Rebecca Cory gave a slideshow presentation on the basics of guided pathways and cited findings from the Community College Research Center at Columbia University. The goal of guided pathways at Bellevue College would be increased student retention and degree completion. To do this, program maps would be created so that students would be able to select and schedule courses in a way that would align with their future goals, education and career.

With guided pathways, students would be able to track their progress more accurately and build skills relevant to the profession they want to pursue, while decreasing excess credits and the time to degree completion, Cory explained. She said that the overarching idea of guided pathways is flexible, and that “we decide what that looks like for Bellevue College.”

Cory listed typical student outcomes, which include low rates of graduation, excess credits, excessive time to degree completion and a lack of clarity about their college education. The idea behind guided pathways, Cory said, is to “make things work campus wide in a systemic way.”

Rebecca Cory explaining the proposal.
Rebecca Cory explaining the proposal.

Research conducted by the Community College Research Center found an issue with course catalogs that impaired student success. College class offerings were built to promote student enrollment rather than emphasize degree completion. “They don’t have a lot of direction,” Cory explained.

“Students aren’t sure what’s out there,” said Gita Bangera, BC’s dean of undergraduate research. Guided pathways could give students the structure and guidance that would make progress towards a choice career clearer and straightforward.

“They’re not successful, or not as successful as they could be,” said Cory of current students. Guided pathways would encourage students to think about career options to form decisions on what classes they need to take and the credit transferability of those courses. Rather than think of Bellevue College as a place to take classes or to complete a degree, students would be encouraged, Cory said, to answer the question “what is Bellevue College a pathway to?”

Guided pathways would provide a more individualized schedule for students to follow while they worked towards their degree at Bellevue. Cory said that this sort of program would give students “clear road maps to their goals.”

If guided pathways are approved, Cory hopes to make improvements to the default program maps, exploratory majors and a college success course such as First Year Experience, which is an orientation class for first-time college students.

Corey also showed a possible timeline for changes if Bellevue College received the Spark grant.
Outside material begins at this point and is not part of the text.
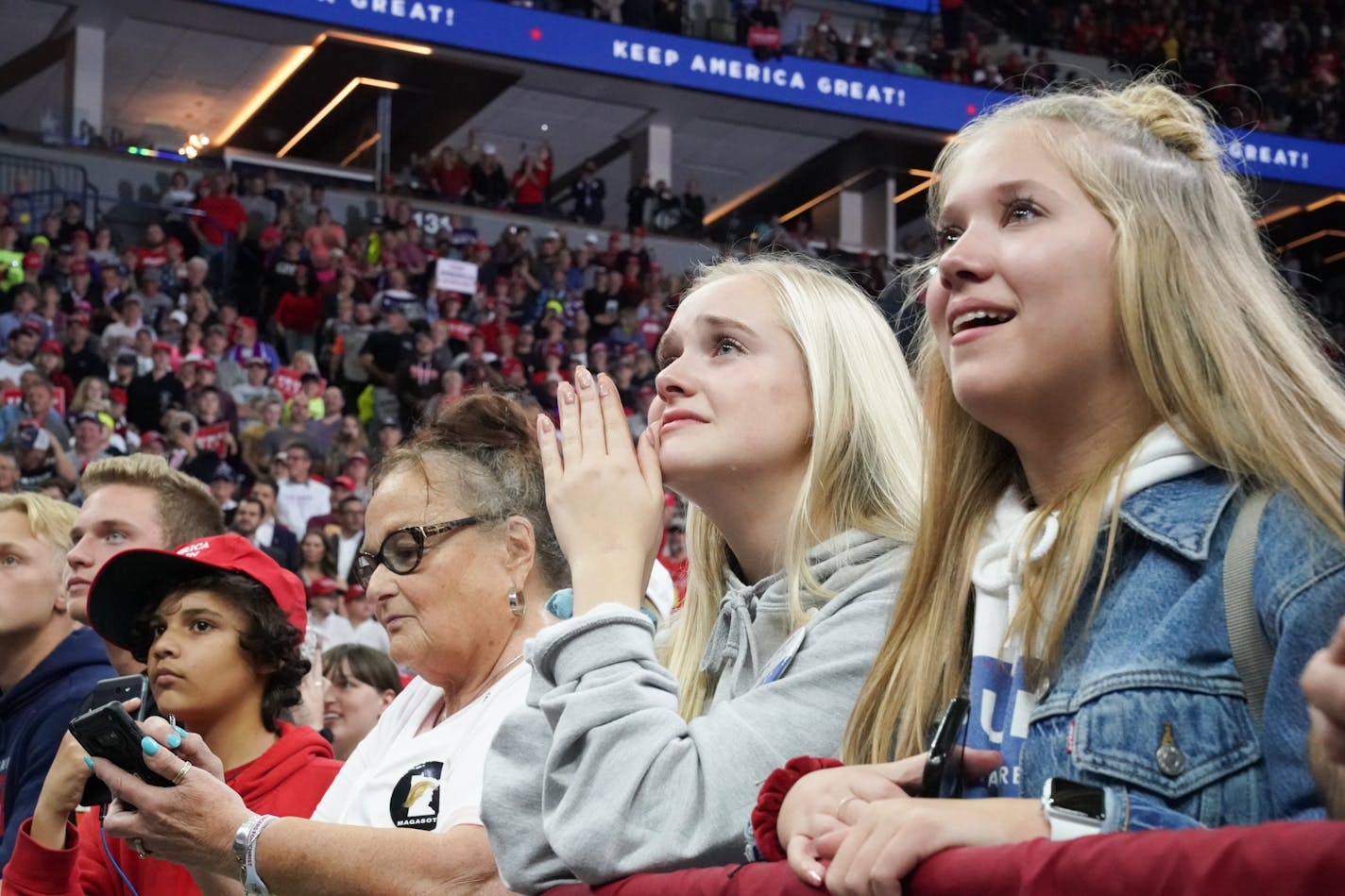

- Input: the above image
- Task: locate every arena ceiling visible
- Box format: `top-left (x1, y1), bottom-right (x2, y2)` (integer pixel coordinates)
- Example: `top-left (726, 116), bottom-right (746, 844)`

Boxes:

The Spark grant gives schools $100,000 a year for five years to implement guided pathways and Corey displayed a five-year plan that would allow the college to make those campus-wide changes.

“I think this is going to happen anyway,” said Vice President of Instruction Tom Nielsen while in attendance of the town hall meeting. He said that guided pathways wouldn’t change the current structure of courses and degrees, but make available more prescriptive and clear paths for students to follow.

Nielsen noted that it’s harder to make a large change like adding guided pathways in a short amount of time, but believed that it was a direction that the college is moving towards. The Spark grant could afford BC resources to make those changes, so in Nielsen’s opinion, “the timing is perfect.”